• WANTED: Happy members who like to discuss audio and other topics related to our interest. Desire to learn and share knowledge of science required. There are many reviews of audio hardware and expert members to help answer your questions. Click here to have your audio equipment measured for free!

Text to Image AI Generation

amirm

Founder/Admin
Staff Member
CFO (Chief Fun Officer)
Joined
Feb 13, 2016
Messages
45,751
Likes
254,500
Location
Seattle Area
I upgraded to new version of Explorer on Windows and as part of its Copilot (Microsoft AI) advertising, it showed me this:

Bing Copilot.jpg


I think that is an awful example. First, I don't see "F1.4" image look and feel. That would have super shallow depth of field which those images don't have. 3 out 4 also look pretty ordinary when one imagines what the suit would look like in year 2230. They seem like portraits glued onto astronaut suits of today.

So I did some searching to find free online AI image generators. Most want money or registration which i avoided. Fortunately I have an Adobe account and this is what theirs generates:

Adobe AI Image Generation.jpg

It is kind of similar in background to Microsoft's but the images are so much more attractive.
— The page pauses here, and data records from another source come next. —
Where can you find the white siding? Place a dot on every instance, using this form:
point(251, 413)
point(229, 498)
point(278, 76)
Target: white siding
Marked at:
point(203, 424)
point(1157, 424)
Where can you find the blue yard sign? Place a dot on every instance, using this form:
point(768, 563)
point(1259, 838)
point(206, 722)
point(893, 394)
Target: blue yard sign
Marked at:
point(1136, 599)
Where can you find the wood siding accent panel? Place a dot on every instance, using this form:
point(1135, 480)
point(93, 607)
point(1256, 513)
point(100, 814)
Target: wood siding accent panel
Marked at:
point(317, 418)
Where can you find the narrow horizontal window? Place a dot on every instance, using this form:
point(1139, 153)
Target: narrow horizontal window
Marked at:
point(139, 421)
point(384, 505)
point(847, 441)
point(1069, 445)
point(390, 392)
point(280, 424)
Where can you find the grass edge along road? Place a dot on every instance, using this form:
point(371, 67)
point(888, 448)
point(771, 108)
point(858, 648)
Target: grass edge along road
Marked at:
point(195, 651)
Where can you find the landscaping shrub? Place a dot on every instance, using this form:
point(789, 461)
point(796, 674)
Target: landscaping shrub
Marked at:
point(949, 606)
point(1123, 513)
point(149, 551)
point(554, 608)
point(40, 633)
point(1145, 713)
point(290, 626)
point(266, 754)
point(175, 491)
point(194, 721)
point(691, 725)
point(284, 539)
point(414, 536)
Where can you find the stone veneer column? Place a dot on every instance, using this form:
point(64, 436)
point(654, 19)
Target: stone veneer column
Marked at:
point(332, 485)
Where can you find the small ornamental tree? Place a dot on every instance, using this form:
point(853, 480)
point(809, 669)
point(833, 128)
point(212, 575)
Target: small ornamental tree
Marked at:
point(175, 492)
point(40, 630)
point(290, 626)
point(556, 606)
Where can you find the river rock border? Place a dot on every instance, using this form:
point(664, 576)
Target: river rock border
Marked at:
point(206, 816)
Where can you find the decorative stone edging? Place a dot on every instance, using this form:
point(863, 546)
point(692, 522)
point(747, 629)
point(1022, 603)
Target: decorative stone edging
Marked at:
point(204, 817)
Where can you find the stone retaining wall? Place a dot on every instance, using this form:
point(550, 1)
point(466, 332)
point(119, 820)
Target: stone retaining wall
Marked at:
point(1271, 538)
Next I found a site called Kola.sh which I think uses Stable Diffusion:
Kola sh.jpg


Nice! That camera with two lenses seems 1970s rather than 2230 but again, we have a proper, sharp images rather the bland stuff from Microsoft.

I then decided to go to Stable Diffusion's own site and got this:
Stable Diffusion Own Site Image 1.jpg

Ah, now we see something that could be proper "F1.4" exposure. The camera now while still dorky looking, doesn't seem like it is from last century. The head though, seems to stick way above the front globe so not convincing that way. But otherwise, it is a very proper picture compared to what Microsoft showed.

What amazes me is that someone in Microsoft development/marketing thought that that was a proper demo. It certainly was a turn off for me.

Searching online for "Futuristic Astronaut Suit" showed this much more believable image uploaded by someone:

futuristic_space_suit_by_pickgameru_dfwzxoe-pre.jpg

Compared to something like this, all the engines failed miserably.

What do you think?
 
If you are enjoying testing these GenerativeAI platforms, you should try Midjourney and Dall-E2. They are widely used by designers and architects, even though they are mainly able to generate 2D images at this stage, without understanding complex spatial relationships and contexts.

Apart from the fascination of generating images from textual prompts, I find these tools of little use in my practice. We published research on AI in design in the last three years, and our aim was to go back to the original scope of this research field, that is, Computer-Aided Design. One wants a design partner to interact with and co-design with. These tools are unable to do that. We achieved better results by using AI models that simulate mechanisms of a human designer cognition. In particular, design expertise (knowledge of precedents), playfulness (exploring without boundaries), and analogical reasoning (transferring knowledge from one domain to another).

Anyway, have a play with Dall-E and Midjourney. Worth a try.
 
I upgraded to new version of Explorer on Windows and as part of its Copilot (Microsoft AI) advertising, it showed me this:

View attachment 327723

I think that is an awful example. First, I don't see "F1.4" image look and feel. That would have super shallow depth of field which those images don't have. 3 out 4 also look pretty ordinary when one imagines what the suit would look like in year 2230. They seem like portraits glued onto astronaut suits of today.

So I did some searching to find free online AI image generators. Most want money or registration which i avoided. Fortunately I have an Adobe account and this is what theirs generates:

View attachment 327724
It is kind of similar in background to Microsoft's but the images are so much more attractive.

Next I found a site called Kola.sh which I think uses Stable Diffusion:
View attachment 327725

Nice! That camera with two lenses seems 1970s rather than 2230 but again, we have a proper, sharp images rather the bland stuff from Microsoft.

I then decided to go to Stable Diffusion's own site and got this:
View attachment 327726
Ah, now we see something that could be proper "F1.4" exposure. The camera now while still dorky looking, doesn't seem like it is from last century. The head though, seems to stick way above the front globe so not convincing that way. But otherwise, it is a very proper picture compared to what Microsoft showed.

What amazes me is that someone in Microsoft development/marketing thought that that was a proper demo. It certainly was a turn off for me.

Searching online for "Futuristic Astronaut Suit" showed this much more believable image uploaded by someone:

futuristic_space_suit_by_pickgameru_dfwzxoe-pre.jpg

Compared to something like this, all the engines failed miserably.

What do you think?
Still messing up hands and fingers big time though. :)

But - the improvement over a year is immense.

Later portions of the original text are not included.